The actual thinking processes are even more interesting. Even with past experience of solving a similar problem and a good recollection of it, people tend to think they will be able to solve it quicker this time. And that people genuinely believe their past predictions (which went wrong in the end) were too optimistic, but this time they believe they are making a realistic estimate.

There is also something called an optimism bias. Optimism bias makes people believe that they are less likely to experience problems (compared to others). So even though we can have a broad range of experience with something, we tend to think things will evolve in an optimistic way. We tend to put less weight on the problems we may have already encountered in similar situations, believing this was "back then" and now we are of course more clever, and we won't run into any problems this time. People tend to think stuff is going to go well just because they wish for it.

Another interesting factor is our tendency to take credit for whatever went well in the past, overestimating our influence, while naturally shifting the reasons for negative events to the outside world - effectively blaming others for what went wrong or blaming bad luck. This might not be expressed out loud, but it influences our views regardless. This stems from a phenomenon called egocentric bias.

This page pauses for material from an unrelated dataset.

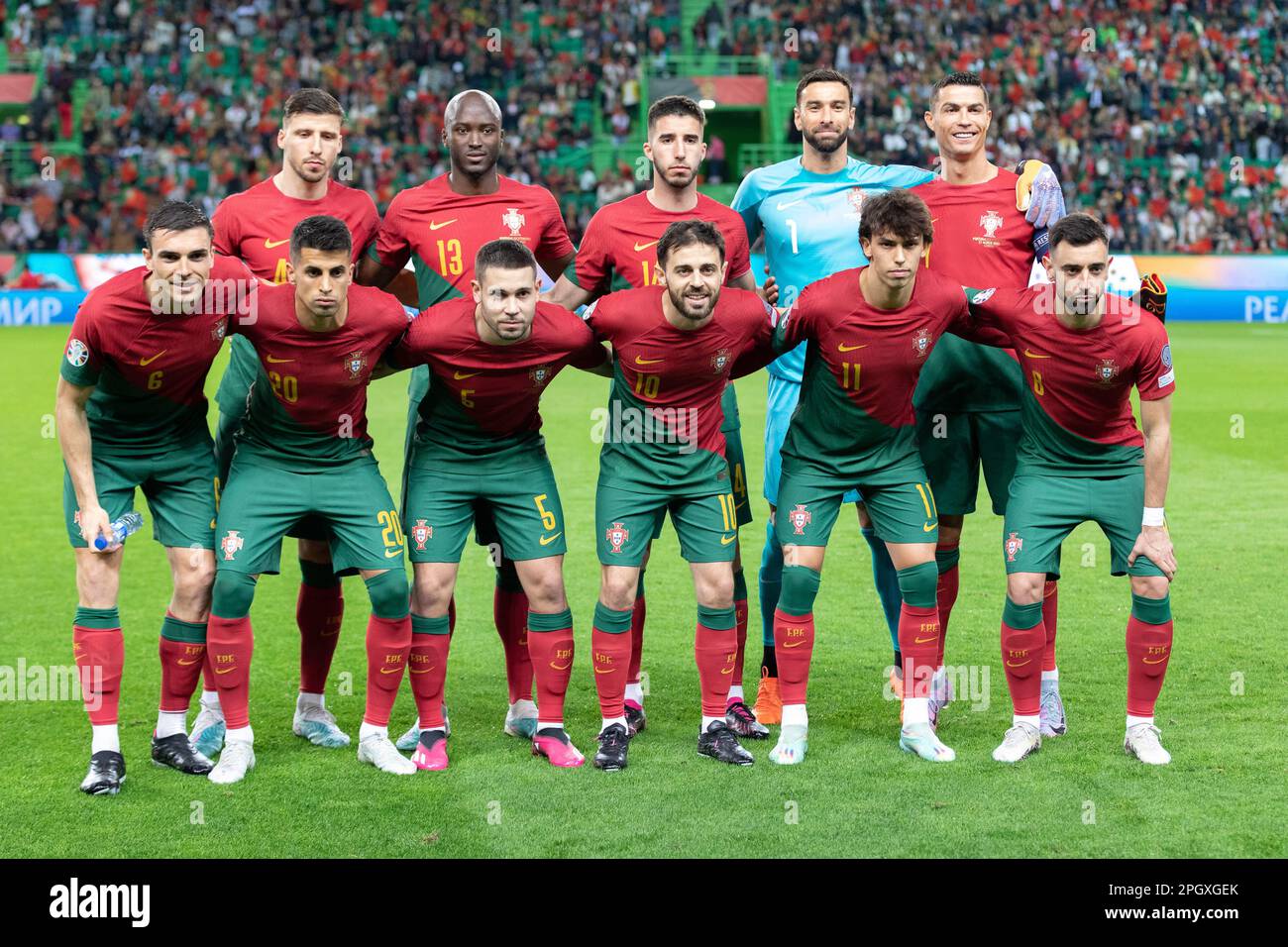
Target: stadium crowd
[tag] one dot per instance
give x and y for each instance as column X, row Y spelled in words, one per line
column 1166, row 120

Combining psychology with projects

So it becomes quite obvious that if we combine the lack of relevant experience (a project is always a unique undertaking up to a certain degree, remember?) with the natural tendency to wish for the best, we get a pretty explosive mixture.

We need to understand that not just the project team itself, but also the stakeholders fall victim to the above-mentioned factors. They also wish for a project to go as they planned and managers rarely like sorting out any problems that stem from a project in trouble that doesn't evolve as expected.

Yes, I have met managers who naturally expect considerable risks and don't take positive outcomes for granted. Managers who understand the uncertainties and will constructively attempt to help a project which slowly deviates from the initial expectations. When we have a manager who addresses risks and issues factually and rationally, it is bliss.

But what if that's not the case? Many managers try to transfer the responsibility for possible problems to the project teams or project managers while insisting that the project manager must ensure "project goes as estimated". Usually, their way of supporting a project is by stressing how important it is to deliver stuff in time and that the team must ensure it no matter what. And that all the features need to be included, of course.

Now when you combine the fuse in the form of pressure from stakeholders with this explosive mix, that's when the fireworks start.

So how to increase the chance of creating a sane plan, keep the stakeholders realistically informed, while maintaining a reasonably peaceful atmosphere in the development team? I think we can help it by gathering certain statistics and knowing we are constantly under the effect of cognitive biases. We'll look at this in the next part of this series.